This Time Next Year(76)
The driver was an elderly Liverpudlian with long greying sideburns and a beige flat cap.
‘Thought you’d be wanting Finsbury Park,’ he said, flashing her a mouth full of cigarette-stained teeth. Minnie shook her head, confused. ‘Fish,’ he said, nodding to her tail, ‘like Finsbury Park.’ He gave her a slow wink, cocking his head at her.
‘Oh I see, ha-ha, very funny,’ she said.
Minnie hopped up the front steps and rang the doorbell. Her mother answered the door. She did a double take and then looked Minnie up and down. Her lips started to move, as though trying to find words that refused to form. Finally she said, ‘What you come as?’
‘Long story. Is Tara OK? What are you even doing here?’
Her mother beckoned her in with a brisk flap of the hand, her eyes darting from left to right as though she were worried about the neighbours seeing a mermaid on the porch.
‘We were just talking,’ said her mother in a whisper, leading Minnie through to the sitting room. ‘I don’t know what set her off but she had some kind of panic attack, clutching her chest. She was trembling all over, gasping like she couldn’t breathe.’
In the sitting room, Tara was lying on the sofa propped up against some cushions. She looked paper white. Her hands were pressed over her eyes and she was gently rocking her head back and forth.
‘I would have called an ambulance but she begged me not to.
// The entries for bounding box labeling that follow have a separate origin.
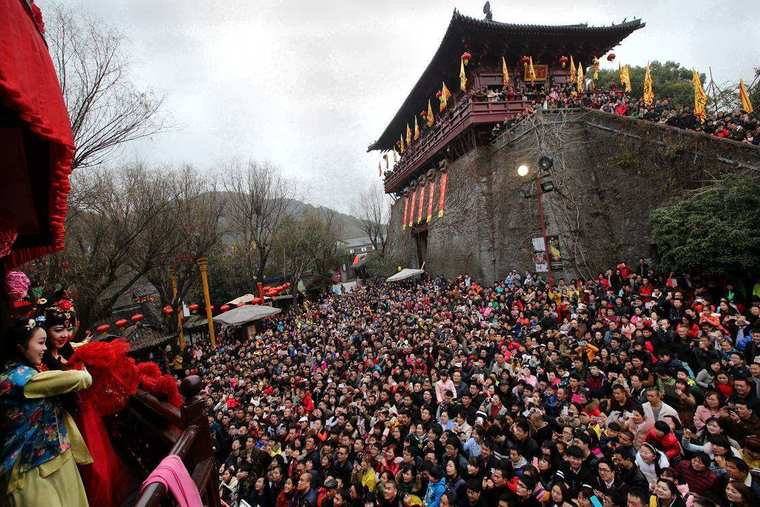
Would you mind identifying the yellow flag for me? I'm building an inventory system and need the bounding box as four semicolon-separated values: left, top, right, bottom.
644;65;654;106
570;55;576;83
459;59;467;92
739;79;754;113
691;70;707;123
438;83;451;112
528;56;536;83
620;65;632;93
She shouted for her pills. I turned her bathroom upside down to find the ones she wanted. I figure they’ve kicked in because she’s been like this for the last ten minutes.’
Minnie pulled off the wig she was wearing so she wouldn’t scare Tara. She crouched down next to the sofa and placed a hand on her arm.
‘Tara, it’s Minnie. I don’t know if you remember me.’ Tara glanced at her sideways from beneath her hands. ‘What do you need, what can I do?’
‘Quinn,’ murmured Tara.
‘Quinn’s on his way, he’ll be here soon.’ Minnie gently squeezed her arm. Tara took a rapid panting intake of air, juddering like a breathy machine gun. ‘OK, just breathe, Tara. Look at me now.’ Tara uncovered her eyes, blinking at Minnie. She squeezed her eyes shut. ‘Just breathe with me.’
‘I’ve done all this,’ muttered Minnie’s mother.
Minnie exhaled slowly and then inhaled loudly through her nose. Gradually Tara started to focus on Minnie, to replicate her breathing pattern.
‘There you go, perfect, just in and out,’ said Minnie’s mother, then in a different tone of voice, ‘hello.’
Minnie turned to see Quinn standing in the doorway, watching her. He was stock-still, a strange look in his eyes. Minnie smiled up at him – it was a reflex, like a sunflower opening towards the sun. Then she remembered the zoo, the rejection, the fact he hadn’t called her since that day, and she reined it in, turning it into a more perfunctory greeting – a small nod of the head.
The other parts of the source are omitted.